Lohchab also shared his views on individual stocks such as ITC, United Spirits and Jubilant Foodworks. Below is the verbatim transcript of Varun Lohchab's interview on CNBC-TV18 Q: What would you do with Jubilant Foodworks?
A: We maintain our underweight stance on Jubilant Foodworks. You see the valuations. They continue to be very lofty which implicitly means investors are building in some sort of a recovery in same-store sales growth and margins gong ahead whereas we do not foresee that happening in the next few quarters. So we believe there will be disappointments on the way and sometimes news related to new tie-ups and all have kept the stock price at these valuations, but risk reward is clearly not favourable. We are not seeing any signs of urban consumption picking up for that matter. Across the quick service restaurant (QSR) space if you see the same-store sales growth has been quite weak and we do not expect that trend to change. Q: You are positive on United Spirits. What kind of a target price do you have there and what would the triggers be?
A: We have just recently downgraded United Spirits from buy to neutral. We were quite positive for the last couple of years and it was our top pick. Our target price is Rs 2,500, so from current levels we believe upside is capped. One of the reasons for our downgrade was precisely the earnings cut which we have done. When we look at next year our revised Earnings Per Share (EPS) is around Rs 41 whereas consensus is still around Rs 60, so there is a wide gap and we believe possibly there will be more downgrades in the offing in the next 6-12 months which will keep share price upside quite limited from these levels. I think it is a case of the whole community getting too bullish on the margin recovery which we believe will happen over a period of time, but it will be more back-ended and probably till FY15 we do not see a big recovery in EBITDA margins from the current levels. Q: What is your take on ITC?

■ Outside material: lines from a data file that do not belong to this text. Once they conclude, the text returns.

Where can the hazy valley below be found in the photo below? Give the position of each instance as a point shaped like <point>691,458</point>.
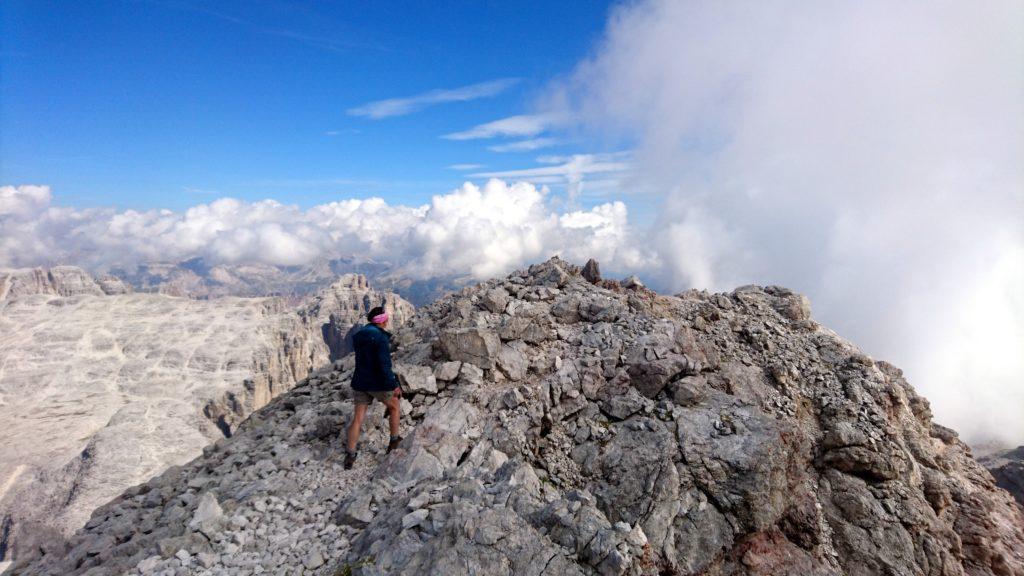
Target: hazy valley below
<point>100,386</point>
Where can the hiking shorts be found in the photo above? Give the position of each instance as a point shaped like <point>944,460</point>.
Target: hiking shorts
<point>368,398</point>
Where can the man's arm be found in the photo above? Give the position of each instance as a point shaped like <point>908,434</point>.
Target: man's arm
<point>384,357</point>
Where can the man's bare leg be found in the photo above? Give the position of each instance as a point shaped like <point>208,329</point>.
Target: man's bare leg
<point>355,425</point>
<point>394,412</point>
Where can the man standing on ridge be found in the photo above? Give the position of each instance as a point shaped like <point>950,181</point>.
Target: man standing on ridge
<point>373,379</point>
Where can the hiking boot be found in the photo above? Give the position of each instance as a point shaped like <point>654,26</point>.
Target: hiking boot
<point>393,444</point>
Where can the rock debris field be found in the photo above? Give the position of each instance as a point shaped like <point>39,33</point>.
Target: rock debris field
<point>557,423</point>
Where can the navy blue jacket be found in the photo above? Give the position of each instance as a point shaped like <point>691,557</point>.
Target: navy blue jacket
<point>373,360</point>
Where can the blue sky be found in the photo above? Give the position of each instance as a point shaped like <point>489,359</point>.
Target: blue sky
<point>151,104</point>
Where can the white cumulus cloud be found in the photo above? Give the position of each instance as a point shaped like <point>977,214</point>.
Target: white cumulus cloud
<point>865,153</point>
<point>477,231</point>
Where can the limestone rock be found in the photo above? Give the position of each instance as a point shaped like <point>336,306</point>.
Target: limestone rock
<point>592,272</point>
<point>474,345</point>
<point>690,435</point>
<point>416,379</point>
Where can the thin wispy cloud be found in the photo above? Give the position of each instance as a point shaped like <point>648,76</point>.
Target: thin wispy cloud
<point>525,146</point>
<point>325,43</point>
<point>522,126</point>
<point>400,107</point>
<point>571,172</point>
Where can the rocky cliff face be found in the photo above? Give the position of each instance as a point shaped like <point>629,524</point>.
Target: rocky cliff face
<point>559,426</point>
<point>100,388</point>
<point>1008,468</point>
<point>341,309</point>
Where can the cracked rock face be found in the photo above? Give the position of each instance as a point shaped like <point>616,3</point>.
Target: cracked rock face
<point>695,434</point>
<point>100,388</point>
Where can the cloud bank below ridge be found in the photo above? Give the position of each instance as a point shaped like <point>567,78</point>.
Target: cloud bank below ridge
<point>864,153</point>
<point>477,231</point>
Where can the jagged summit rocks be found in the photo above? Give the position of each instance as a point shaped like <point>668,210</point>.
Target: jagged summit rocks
<point>584,428</point>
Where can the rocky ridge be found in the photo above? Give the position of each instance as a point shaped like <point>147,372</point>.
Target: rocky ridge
<point>563,426</point>
<point>100,387</point>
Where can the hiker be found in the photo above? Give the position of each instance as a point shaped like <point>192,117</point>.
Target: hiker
<point>373,379</point>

A: We have been in the bearish camp, so we have a hold on the stock. If you see most of the analysts have a buy rating on the stock. It is a consensus buy stock. Our thesis has been that valuations were quite rich, especially around Rs 350-360 levels we believe the stock looks almost fully valued, because the cigarette business at the end of the day is exposed to regulatory risk and therefore you cannot pay a very high multiple despite the earnings resilience which it has typically shown. In this year even in terms of cigarette volume resilience has not been that strong because we have seen very successive sharp price hikes in the cigarettes business.
So I think ITC still remain a more steady defensive stock out of the entire lot in terms of the consumption downtrend, but we would be buying it only at the right valuation which according to us is closer to Rs 300 or below levels. So we have a neutral on that stock. Q: Is there any positive that you see in the midcap FMCG space? Did any of them impress you with their numbers?
A: In terms of numbers some of the companies reported pretty good numbers. If you look at Dabur they did pretty well on both top-line and bottom-line. Dabur is one stock where we are constructive now, especially given the correction which we have seen post-results. So I think from these levels Dabur looks good. Marico is one stock which we have recently upgraded. It is the only stock which we would have upgraded in last 12 months. So I think in case of Marico though the numbers were not great on top-line this quarter, but we believe there will be a recovery going ahead. Valuations again are reasonable out there, so Marico is one stock which we like.
In terms of the broader consumer space Bata is one name which we continue to like and have a buy on. Their numbers were also quite good. Given the environment they did good top-line growth and margins surprised positively. I think some of these midcap companies still have room to grow given the distribution growth that they could see in rural India. So Marico, Dabur, Emami and Bata would be some of the midcaps where we are more positively inclined.